Your response for #4:

You could argue whether or not you think it's a useful feature, but I don't understand your claim that this interferes with backwards compatibility. Nobody is intentionally using $bvar(&v,1-).nlong and using the .property with the intention of being given 1-or-more byte values instead.

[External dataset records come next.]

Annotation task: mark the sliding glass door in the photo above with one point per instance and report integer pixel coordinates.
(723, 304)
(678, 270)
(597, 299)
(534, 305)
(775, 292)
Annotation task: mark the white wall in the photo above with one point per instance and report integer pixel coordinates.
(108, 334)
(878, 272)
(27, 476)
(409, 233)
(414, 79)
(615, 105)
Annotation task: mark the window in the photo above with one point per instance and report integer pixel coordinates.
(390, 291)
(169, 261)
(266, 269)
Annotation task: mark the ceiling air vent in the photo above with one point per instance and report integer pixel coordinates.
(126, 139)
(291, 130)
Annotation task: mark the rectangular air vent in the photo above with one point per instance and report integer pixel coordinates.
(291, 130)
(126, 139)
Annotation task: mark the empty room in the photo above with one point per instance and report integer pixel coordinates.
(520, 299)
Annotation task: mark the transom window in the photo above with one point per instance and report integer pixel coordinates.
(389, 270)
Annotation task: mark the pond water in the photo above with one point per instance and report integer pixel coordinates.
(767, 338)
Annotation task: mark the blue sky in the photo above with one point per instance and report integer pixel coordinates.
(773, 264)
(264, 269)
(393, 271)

My proposed change would make the identifier's behavior conform with F1 help, where the 4 .properties don't say 'sure but only if you ask it for just 1 of them'. Note it says values plural not 1 value:

Quote
The word, nword, long, and nlong properties return values in host or network byte order.


Your response for #9:

Agreed. It probably makes more sense to have a different letter. I was just trying to make the switch letter be intuitive, and p-for-position is what I came up with, but this is fine.

Your response for #2:

First time you yell at me that my post wasn't long enough. Progress! smile

To keep it shorter I just listed 1 example in the post directly. But I also had a 2nd example in the base85 decoder script I linked, where I did this so that it has the same behavior as $decode does for mime, where it sets the &binvar as blank if it contains exactly 1 encoding character. i.e.

//bset -t &v 1 B | noop $decode(&v,bm) | echo -a blank binvar: $bvar(&v1) : $bvar(&v,0)

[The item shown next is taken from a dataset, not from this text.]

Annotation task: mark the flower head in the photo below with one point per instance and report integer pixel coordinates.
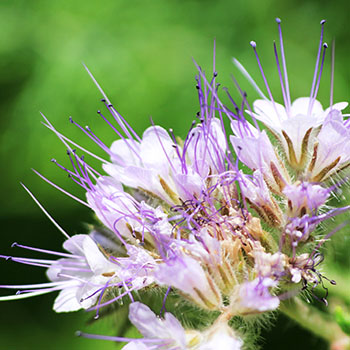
(180, 214)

A 3rd way is in some of my other scripts to immunize a &binvar from identifiers that bomb if you feed them a binvar that doesn't exist:

echo -a debug message: $bvar(&no_such_binvar,1-)
echo -a debug message: $sha1(&no_such_binvar,1)
bcopy -c &destination 1 &no_such_binvar 1 -1
bwrite -c delme.txt 0 -1 &no_such_binvar

Regarding #2, you mentioned in channel that you thought a switch wouldn't be needed, and it could just create a blank binvar like "bset &var 1 $null" or create a &binvar containing 3 zeroes from "bset &var 4 $null". I was basing the -z switch from the new switch for /writeini which requires a switch to verify that the intent is to write a blank rather than accidentally doing it because a %variable was empty. Though, the opposite is being done by /write like in your suggestion, in the case of "write delme.txt" which does create a zero byte file when the write_string is 'missing'.